Can anyone explain the following? I'm using Python 2.5
Consider 1*3*5*7*9*11 ... *49. If you type all that from within IPython(x,y) interactive console, you'll get 58435841445947272053455474390625L, which is correct. (why odd numbers: just the way I did it originally)
Python multiply.reduce() or prod() should yield the same result for the equivalent range. And it does, up to a certain point. Here, it is already wrong:
: k = range(1, 50, 2)
: multiply.reduce(k)
: -108792223
Using prod(k) will also generate -108792223 as the result. Other incorrect results start to appear for equivalent ranges of length 12 (that is, k = range(1,24,2)).
I'm not sure why. Can anyone help?
This is because numpy.multiply.reduce() converts the range list to an array of type numpy.int32, and the reduce operation overflows what can be stored in 32 bits at some point:
>>> type(numpy.multiply.reduce(range(1, 50, 2)))
<type 'numpy.int32'>
As Mike Graham says, you can use the dtype parameter to use Python integers instead of the default:
>>> res = numpy.multiply.reduce(range(1, 50, 2), dtype=object)
>>> res
58435841445947272053455474390625L
>>> type(res)
<type 'long'>
But using numpy to work with python objects is pointless in this case, the best solution is KennyTM's:
>>> import functools, operator
>>> functools.reduce(operator.mul, range(1, 50, 2))
58435841445947272053455474390625L
The CPU doesn't multiply arbitrarily large numbers, it only performs specific operations defined on particular ranges of numbers represented in base 2, 0-1 bits.
Python '*' handles large integers perfectly through a proper representation and special code beyond the CPU or FPU instructions for multiply.
This is actually unusual as languages go.
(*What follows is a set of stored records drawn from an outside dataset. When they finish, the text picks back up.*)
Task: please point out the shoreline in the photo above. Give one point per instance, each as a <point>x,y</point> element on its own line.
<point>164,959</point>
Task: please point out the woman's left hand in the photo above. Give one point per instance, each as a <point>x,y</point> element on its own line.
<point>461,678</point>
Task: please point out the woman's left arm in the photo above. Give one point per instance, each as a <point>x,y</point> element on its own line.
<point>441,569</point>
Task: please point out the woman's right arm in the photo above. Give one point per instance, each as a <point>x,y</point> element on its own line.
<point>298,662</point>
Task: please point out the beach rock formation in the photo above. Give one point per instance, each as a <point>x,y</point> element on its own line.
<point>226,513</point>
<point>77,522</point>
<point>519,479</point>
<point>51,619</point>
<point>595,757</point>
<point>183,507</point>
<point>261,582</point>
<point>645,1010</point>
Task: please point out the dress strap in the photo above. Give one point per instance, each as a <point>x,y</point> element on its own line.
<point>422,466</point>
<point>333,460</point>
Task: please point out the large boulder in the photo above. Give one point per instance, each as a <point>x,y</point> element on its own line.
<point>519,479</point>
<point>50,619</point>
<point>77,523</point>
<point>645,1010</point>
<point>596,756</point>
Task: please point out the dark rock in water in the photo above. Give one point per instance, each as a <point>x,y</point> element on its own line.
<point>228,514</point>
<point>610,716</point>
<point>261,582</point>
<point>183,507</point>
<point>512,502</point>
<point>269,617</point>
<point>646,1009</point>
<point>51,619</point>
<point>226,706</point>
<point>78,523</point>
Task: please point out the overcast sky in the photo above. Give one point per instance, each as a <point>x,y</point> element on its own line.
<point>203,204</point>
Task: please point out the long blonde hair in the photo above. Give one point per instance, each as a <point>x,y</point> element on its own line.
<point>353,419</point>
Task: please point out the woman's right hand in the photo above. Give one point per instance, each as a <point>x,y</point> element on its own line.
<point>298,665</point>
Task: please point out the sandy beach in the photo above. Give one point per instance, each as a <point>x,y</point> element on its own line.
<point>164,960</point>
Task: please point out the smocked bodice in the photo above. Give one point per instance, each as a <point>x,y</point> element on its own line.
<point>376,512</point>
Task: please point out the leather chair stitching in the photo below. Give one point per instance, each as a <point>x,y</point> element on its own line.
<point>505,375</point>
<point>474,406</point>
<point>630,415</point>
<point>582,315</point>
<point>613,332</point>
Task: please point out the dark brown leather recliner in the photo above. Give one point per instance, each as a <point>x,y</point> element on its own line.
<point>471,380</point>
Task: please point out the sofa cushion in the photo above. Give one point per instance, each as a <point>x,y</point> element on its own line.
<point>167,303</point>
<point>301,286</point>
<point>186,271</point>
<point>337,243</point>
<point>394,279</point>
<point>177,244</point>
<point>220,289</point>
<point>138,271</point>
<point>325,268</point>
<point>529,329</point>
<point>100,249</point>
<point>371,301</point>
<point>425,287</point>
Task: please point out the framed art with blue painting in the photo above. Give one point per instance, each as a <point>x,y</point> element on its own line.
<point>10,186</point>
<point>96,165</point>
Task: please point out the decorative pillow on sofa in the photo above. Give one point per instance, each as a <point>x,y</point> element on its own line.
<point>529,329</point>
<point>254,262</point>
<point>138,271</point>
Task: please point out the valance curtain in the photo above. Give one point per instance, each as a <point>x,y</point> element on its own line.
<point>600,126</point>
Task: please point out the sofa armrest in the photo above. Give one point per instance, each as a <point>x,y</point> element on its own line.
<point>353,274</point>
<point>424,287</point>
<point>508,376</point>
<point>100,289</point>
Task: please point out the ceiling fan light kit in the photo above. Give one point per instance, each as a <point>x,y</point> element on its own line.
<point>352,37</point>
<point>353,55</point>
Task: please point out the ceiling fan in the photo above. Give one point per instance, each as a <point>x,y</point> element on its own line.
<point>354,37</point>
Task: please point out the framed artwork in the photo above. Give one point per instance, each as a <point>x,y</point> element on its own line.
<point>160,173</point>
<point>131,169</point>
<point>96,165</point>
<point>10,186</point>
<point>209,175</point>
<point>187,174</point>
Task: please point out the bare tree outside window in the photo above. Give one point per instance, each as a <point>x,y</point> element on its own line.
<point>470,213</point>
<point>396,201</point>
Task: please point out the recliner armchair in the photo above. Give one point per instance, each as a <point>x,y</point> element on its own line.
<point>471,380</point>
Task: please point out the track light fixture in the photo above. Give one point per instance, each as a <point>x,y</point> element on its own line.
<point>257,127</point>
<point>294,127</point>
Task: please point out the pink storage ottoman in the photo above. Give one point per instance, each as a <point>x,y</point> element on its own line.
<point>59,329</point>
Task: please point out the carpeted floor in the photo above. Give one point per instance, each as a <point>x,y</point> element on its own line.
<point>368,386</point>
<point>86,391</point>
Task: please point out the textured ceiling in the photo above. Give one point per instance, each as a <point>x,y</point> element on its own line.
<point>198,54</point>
In most other languages, usually a number is represented as a fixed array of bits. For example in C or SQL you could choose to have an 8 bit integer that can represent 0 to 255, or -128 to +127 or you could choose to have a 16 bit integer that can represent up to 2^16-1 which is 65535. When there is only a range of numbers that can be represented, going past the limit with some operation like * or + can have an undesirable effect, like getting a negative number. You may have encountered such a problem when using the external library which is probably natively C and not python.